After the Square was cleared of the troops the precession of workers began to defile through the Square, singing the songs and shouting and slogans of the revolution. What a contrast to the days of Czardom! One could not help thinking of the pre-revolutionary times when as demonstration on May Day in Moscow meant the whip of the Cossack, and machine gun and rifle fire bringing certain death to brave workers who claimed their heritage as human beings.
Reflections of these days must have vibrated through the memory of the other men and women, who now could joyfully give themselves up to this “day,” which was indeed their own, without fear or trembling. As each section or district with its banner approached the tribune all eyes and necks were strained to catch a glimpse of their beloved commander-and-chief, and, if possible, to shake him by the hand. Again, as with the soldiers, mutual greetings were exchanged between each section of the workers and the army chiefs, with the voice of Trotsky rising above the cheering and singing, urging the workers forward to renewed faith and loyalty to the revolution.

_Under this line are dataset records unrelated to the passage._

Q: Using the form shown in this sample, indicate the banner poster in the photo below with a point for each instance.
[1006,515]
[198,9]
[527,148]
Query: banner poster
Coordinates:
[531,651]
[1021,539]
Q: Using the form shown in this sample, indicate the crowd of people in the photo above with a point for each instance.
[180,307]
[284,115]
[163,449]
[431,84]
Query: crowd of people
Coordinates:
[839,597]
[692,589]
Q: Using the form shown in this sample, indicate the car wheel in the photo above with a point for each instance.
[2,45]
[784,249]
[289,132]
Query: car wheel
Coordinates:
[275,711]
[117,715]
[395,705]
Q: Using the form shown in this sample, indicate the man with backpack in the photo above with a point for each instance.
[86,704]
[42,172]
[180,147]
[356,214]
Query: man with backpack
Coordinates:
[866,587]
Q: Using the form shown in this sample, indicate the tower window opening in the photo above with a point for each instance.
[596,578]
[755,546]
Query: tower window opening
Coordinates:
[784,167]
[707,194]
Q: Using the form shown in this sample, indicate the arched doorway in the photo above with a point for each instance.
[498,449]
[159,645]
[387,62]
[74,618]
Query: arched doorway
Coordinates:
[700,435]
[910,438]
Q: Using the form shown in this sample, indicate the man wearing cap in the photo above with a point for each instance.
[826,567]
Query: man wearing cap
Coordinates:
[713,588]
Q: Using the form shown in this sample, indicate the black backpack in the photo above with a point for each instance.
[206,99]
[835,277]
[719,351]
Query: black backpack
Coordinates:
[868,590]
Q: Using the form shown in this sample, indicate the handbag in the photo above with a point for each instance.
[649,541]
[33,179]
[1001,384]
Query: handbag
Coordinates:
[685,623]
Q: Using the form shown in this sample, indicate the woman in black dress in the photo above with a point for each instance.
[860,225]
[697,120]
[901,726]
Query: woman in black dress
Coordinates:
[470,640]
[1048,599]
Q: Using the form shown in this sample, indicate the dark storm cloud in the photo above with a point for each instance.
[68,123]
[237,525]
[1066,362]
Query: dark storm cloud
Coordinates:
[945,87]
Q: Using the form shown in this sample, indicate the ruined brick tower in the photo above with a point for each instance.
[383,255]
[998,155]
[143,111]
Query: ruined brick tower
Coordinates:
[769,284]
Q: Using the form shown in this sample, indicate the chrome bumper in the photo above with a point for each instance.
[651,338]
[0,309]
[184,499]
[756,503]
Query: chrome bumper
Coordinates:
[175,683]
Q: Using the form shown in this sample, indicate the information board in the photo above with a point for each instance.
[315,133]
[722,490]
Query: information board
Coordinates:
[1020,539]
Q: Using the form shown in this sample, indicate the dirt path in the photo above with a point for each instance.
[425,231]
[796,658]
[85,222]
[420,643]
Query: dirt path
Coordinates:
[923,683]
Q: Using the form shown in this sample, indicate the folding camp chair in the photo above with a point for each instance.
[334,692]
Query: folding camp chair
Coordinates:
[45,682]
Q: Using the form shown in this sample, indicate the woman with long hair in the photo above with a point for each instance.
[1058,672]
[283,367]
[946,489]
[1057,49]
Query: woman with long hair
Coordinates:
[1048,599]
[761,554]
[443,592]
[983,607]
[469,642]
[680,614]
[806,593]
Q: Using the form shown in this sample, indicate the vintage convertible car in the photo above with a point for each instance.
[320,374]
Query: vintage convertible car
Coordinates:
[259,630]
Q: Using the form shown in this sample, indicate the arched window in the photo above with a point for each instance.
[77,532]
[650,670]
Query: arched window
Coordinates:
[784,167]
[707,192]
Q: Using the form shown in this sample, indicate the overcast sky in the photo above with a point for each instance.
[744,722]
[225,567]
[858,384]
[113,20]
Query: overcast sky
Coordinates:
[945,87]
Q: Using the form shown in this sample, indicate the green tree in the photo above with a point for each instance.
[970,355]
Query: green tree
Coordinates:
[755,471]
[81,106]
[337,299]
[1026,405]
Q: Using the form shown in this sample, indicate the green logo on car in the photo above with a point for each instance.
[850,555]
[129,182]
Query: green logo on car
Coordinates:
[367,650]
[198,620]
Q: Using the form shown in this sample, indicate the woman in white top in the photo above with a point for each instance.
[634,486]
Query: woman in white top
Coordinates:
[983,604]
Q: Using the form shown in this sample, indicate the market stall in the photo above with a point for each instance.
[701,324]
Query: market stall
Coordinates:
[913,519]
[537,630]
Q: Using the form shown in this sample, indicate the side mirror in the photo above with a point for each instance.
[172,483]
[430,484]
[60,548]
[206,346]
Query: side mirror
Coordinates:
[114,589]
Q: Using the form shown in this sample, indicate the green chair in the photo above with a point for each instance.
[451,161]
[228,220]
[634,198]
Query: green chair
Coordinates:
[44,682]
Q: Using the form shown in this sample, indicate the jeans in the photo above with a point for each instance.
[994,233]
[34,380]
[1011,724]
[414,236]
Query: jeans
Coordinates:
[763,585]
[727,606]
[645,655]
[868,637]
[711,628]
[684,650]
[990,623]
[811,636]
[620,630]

It is estimated that nearly half a million workers and peasants, men, women and children, walked in procession, which took about four hours to pass through the Square. In the streets and boulevards crowds upon crowds wandered leisurely up and down in proper holiday mood. No horseplay, drunkenness, or “Mafficking,” such as one is accustomed to on fete days in the highly civilized cities of Western Europe, marred the even tenor of the holiday makers.
Everywhere the conversation was centred on some aspect of the revolution, but the dominant note was Genoa. The diplomatic success of Comrades Chicherin, Rakovsky, Krassin, and Litvanoff at the Genoa Conference have admirably supplemented the heroic achievements of the Red Army. The bluff of the bourgeois imperialists in Europe has been called by the practical commonsense attitude of the Soviet representatives. The workers and peasants now see as never before that their future salvation lies in their undivided support to the Soviet Government. They now see that Russia is the real protector of the proletariat and they feel it.
This was amply manifested in the unanimity and harmony that prevailed everywhere.
Not the least important part of the celebrations during the week-end was the special attention given to the children.
All kinds of amusements and festivities were improvised. Rations of white bread, cake end candies were freely distributed and excursions arranged to the parts and surrounding country side, where our “little comrades were encouraged to let themselves go” for the day. Every available automobile seemed to be commandeered for their special benefit. Tastily decorated with red banners and green leaves bearing suitable slogans, these autoes of laughing and singing children vieing with each other in their display of red, were a leering and inspiring sight. All over the city one could hear the joyful voices of the little ones, expressed in song, chatter, or cheering. They were indeed the decoration of the day, the symbol for all the proletariat is struggling and fighting for.
Far into the night and encroaching on the early hours of Tuesday morning processions of young workers took possession of the main thoroughfares, singing the famous revolutionary songs of the Volga and favourite marches of the Red Army. The buildings where the delegates to the Comintern are housed came in for special attention, and as each group approached a halt was made and rousing cheers given for the Communist International.
The capitalist imperialists attach great importance to popular manifestations of public feeling. Let them pause for a moment in their present blind offensive against the working class, ponder over May Day, 1922, and beware!
The Soviet Republic of Russia, the vanguard of the international proletarian revolution, is very much alive!